In [1]:
from globals import * 
from utils import * 



## Is there a correlation between cultural values and comfortablity sharing data?
--- 

In [14]:
import pandas as pd
import numpy as np
from scipy.stats import spearmanr, chi2_contingency

# Define mappings
importance_mapping = {
    'Extremely  Important': 5,
    'Very Important': 4,
    'Moderately Important': 3,
    'Somewhat Important': 2,
    'Slightly Important': 1,
    'Not Familiar At All': 0  # Assuming this is the lowest importance
}



comfort_mapping = {
    'Extremely': 5,
    'Somewhat': 3,
    'No': 1,
    'Extremely Uncomfortable': 1,
    'Somewhat Comfortable': 4,
    'Yes': 4  # Inferred from context
}

# Define relevant columns
value_columns = {
    'Individualism': 'Q5.1_1',  # Adjust based on actual column name
    'Collectivism': 'Q5.1_2',   # Adjust based on actual column name
    'Family Values': 'Q5.1_14'  # Adjust based on actual column name
}

comfort_columns = [
    'Q3.3', 'Q3.4', 'Q3.5', 'Q3.6_1', 'Q3.6_2', 'Q3.6_3', 'Q3.6_4',
    'Q3.6_5', 'Q3.6_6', 'Q3.6_7', 
]

def read_and_clean_csv(file_path):
    try:
        df = pd.read_csv(file_path, encoding='utf-8')
        print(f"Successfully read {file_path}.")
        return df
    except UnicodeDecodeError:
        print(f"Failed to read {file_path} with utf-8 encoding.")
        return None

def map_responses(df, mapping, columns):
    for col in columns:
        if col in df.columns:
            df[col] = df[col].map(mapping).fillna(0)  # Fill NaN with 0 for unmapped responses
    return df

def calculate_overall_comfort(df, comfort_columns):
    df['Overall_Comfort'] = df[comfort_columns].mean(axis=1, skipna=True)
    return df

def perform_spearman_test(df, value_col, comfort_cols):
    results = {}
    for comfort_col in comfort_cols:
        if value_col in df.columns and comfort_col in df.columns:
            valid_data = df[[value_col, comfort_col]].dropna()
            if len(valid_data) > 1:  # Ensure enough data for correlation
                correlation, p_value = spearmanr(valid_data[value_col], valid_data[comfort_col])
                results[comfort_col] = {'correlation': correlation, 'p_value': p_value}
    return results

def perform_chi_square_test(df, value_col, comfort_col):
    if value_col in df.columns and comfort_col in df.columns:
        # Create contingency table
        contingency_table = pd.crosstab(df[value_col], df[comfort_col])
        chi2, p, dof, expected = chi2_contingency(contingency_table)
        return {
            'chi2': chi2,
            'p_value': p,
            'degrees_of_freedom': dof,
            'expected': expected
        }
    return None

def analyze_relationships(df):
    # Map responses to numerical values
    df = map_responses(df, importance_mapping, value_columns.values())
    df = map_responses(df, comfort_mapping, comfort_columns)
    df = calculate_overall_comfort(df, comfort_columns)

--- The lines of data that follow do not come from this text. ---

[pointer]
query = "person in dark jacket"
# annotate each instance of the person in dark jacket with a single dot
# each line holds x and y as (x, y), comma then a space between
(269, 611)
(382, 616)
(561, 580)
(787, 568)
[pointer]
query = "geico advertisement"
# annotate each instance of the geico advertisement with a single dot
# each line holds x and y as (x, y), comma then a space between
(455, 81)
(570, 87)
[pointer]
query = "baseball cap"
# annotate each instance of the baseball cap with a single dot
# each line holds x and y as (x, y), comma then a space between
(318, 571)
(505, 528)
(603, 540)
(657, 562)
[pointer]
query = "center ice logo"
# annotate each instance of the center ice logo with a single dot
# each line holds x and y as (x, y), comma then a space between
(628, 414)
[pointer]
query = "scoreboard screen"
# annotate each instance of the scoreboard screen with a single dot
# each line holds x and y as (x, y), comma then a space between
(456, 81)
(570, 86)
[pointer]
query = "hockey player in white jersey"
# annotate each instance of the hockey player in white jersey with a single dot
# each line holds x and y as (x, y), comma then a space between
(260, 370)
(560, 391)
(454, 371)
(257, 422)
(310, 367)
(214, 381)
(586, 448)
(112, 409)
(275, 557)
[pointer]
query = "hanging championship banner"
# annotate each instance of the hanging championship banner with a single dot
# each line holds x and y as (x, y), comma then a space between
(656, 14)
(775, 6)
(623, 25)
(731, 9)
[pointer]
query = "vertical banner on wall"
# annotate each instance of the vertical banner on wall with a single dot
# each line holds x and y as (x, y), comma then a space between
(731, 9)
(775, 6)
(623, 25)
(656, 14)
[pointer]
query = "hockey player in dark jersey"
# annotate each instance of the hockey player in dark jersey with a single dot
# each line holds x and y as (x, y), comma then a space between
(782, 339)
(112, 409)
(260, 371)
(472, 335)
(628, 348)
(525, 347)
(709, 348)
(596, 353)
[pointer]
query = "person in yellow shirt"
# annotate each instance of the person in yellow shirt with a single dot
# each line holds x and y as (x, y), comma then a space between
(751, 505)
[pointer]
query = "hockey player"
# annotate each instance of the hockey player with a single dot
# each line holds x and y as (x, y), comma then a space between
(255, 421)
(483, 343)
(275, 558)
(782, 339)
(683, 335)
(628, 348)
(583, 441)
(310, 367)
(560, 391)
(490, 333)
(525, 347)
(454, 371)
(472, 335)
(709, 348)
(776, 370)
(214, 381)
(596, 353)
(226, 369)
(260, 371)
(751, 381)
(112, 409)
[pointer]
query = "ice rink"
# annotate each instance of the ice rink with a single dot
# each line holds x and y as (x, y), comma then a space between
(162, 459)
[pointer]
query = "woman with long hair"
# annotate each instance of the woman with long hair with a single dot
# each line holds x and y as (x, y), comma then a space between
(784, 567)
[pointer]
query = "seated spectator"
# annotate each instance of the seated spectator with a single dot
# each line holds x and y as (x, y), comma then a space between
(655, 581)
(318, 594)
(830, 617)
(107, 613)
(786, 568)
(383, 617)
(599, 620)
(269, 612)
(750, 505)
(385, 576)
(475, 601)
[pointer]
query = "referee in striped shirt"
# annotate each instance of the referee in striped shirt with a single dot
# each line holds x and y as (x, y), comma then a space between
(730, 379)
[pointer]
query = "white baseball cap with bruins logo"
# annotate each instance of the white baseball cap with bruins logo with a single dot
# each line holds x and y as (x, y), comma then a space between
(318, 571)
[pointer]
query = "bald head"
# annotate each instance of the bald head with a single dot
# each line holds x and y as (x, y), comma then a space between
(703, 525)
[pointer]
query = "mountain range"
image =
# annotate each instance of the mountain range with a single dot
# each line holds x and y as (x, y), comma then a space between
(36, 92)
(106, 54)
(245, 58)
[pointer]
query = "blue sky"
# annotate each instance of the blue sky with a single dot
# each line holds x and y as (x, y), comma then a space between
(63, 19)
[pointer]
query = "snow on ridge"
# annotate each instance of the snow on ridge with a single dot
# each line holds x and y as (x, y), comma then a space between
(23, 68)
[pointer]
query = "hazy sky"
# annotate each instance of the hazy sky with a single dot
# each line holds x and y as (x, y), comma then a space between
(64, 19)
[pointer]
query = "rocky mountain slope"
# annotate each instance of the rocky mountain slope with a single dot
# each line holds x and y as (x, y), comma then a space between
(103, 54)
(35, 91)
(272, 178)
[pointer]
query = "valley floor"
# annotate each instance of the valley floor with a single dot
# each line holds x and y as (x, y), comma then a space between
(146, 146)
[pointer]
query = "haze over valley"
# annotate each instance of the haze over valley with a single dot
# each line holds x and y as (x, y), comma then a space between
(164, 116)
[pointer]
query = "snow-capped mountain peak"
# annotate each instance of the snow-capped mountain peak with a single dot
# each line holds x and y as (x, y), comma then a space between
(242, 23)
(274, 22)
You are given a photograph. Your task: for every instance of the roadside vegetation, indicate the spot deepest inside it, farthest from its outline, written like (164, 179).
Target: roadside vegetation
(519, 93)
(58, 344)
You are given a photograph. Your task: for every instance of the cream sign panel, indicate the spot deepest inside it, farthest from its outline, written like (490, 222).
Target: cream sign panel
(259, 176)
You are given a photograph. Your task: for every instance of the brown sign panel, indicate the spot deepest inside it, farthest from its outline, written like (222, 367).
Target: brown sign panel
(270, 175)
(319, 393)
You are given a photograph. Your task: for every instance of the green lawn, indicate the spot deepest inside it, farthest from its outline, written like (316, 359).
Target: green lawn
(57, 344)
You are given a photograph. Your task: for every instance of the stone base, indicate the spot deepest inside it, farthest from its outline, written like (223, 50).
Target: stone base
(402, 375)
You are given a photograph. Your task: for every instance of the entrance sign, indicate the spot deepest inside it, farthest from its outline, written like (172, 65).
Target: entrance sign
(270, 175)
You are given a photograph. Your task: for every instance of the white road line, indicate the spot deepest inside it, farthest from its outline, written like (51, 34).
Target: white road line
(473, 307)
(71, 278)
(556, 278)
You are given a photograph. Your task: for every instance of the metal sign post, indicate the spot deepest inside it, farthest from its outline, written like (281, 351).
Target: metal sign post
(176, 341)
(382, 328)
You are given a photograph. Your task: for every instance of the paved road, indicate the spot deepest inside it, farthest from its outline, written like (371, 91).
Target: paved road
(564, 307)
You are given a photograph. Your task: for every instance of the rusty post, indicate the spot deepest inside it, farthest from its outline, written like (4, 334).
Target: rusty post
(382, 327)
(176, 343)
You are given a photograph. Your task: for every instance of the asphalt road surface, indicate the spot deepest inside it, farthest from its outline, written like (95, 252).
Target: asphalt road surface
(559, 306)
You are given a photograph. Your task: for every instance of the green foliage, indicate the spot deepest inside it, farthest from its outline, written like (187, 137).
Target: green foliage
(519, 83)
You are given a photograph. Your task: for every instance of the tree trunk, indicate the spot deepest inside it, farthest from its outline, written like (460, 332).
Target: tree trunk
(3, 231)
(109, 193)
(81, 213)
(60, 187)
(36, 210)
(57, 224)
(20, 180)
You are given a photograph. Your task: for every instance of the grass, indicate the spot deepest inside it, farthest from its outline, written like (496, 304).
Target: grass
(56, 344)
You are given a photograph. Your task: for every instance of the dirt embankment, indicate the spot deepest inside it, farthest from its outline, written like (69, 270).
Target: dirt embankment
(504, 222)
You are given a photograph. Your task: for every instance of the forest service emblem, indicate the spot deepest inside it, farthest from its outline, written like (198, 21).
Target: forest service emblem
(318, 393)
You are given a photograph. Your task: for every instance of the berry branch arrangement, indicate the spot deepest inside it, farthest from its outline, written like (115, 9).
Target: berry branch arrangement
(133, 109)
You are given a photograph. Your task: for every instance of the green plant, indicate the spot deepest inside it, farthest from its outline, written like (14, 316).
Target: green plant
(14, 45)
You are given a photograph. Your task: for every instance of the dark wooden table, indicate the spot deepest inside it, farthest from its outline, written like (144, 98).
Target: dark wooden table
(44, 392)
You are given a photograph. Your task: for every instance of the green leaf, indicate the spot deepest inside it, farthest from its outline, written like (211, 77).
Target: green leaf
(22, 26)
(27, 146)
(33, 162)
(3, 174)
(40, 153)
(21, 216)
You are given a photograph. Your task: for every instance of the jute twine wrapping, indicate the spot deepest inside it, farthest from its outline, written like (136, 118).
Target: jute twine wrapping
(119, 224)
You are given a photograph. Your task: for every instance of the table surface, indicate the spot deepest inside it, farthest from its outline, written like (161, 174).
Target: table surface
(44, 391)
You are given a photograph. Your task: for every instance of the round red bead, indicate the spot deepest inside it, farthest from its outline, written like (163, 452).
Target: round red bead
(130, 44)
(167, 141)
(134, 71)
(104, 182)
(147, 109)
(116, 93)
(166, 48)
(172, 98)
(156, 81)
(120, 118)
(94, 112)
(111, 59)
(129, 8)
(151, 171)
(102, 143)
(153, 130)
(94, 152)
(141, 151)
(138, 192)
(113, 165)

    # Perform tests for each value and individual comfort levels
    for value_name, value_col in value_columns.items():
        print(f"\nAnalyzing {value_name}:")
        
        # Spearman correlation for individual comfort levels
        spearman_results = perform_spearman_test(df, value_col, comfort_columns)
        print(f"Spearman Correlation with Individual Comfort Levels:")
        for comfort_col, result in spearman_results.items():
            print(f"  {comfort_col}: Correlation = {result['correlation']:.3f}, p-value = {result['p_value']:.3f}")

        # Chi-square test for individual comfort levels
        print(f"Chi-Square Test with Individual Comfort Levels:")
        for comfort_col in comfort_columns:
            chi2_result = perform_chi_square_test(df, value_col, comfort_col)
            if chi2_result:
                print(f"  {comfort_col}: Chi2 = {chi2_result['chi2']:.3f}, p-value = {chi2_result['p_value']:.3f}")

        # Spearman correlation with overall comfort
        valid_data = df[[value_col, 'Overall_Comfort']].dropna()
        if len(valid_data) > 1:
            correlation, p_value = spearmanr(valid_data[value_col], valid_data['Overall_Comfort'])
            print(f"Spearman Correlation with Overall Comfort: Correlation = {correlation:.3f}, p-value = {p_value:.3f}")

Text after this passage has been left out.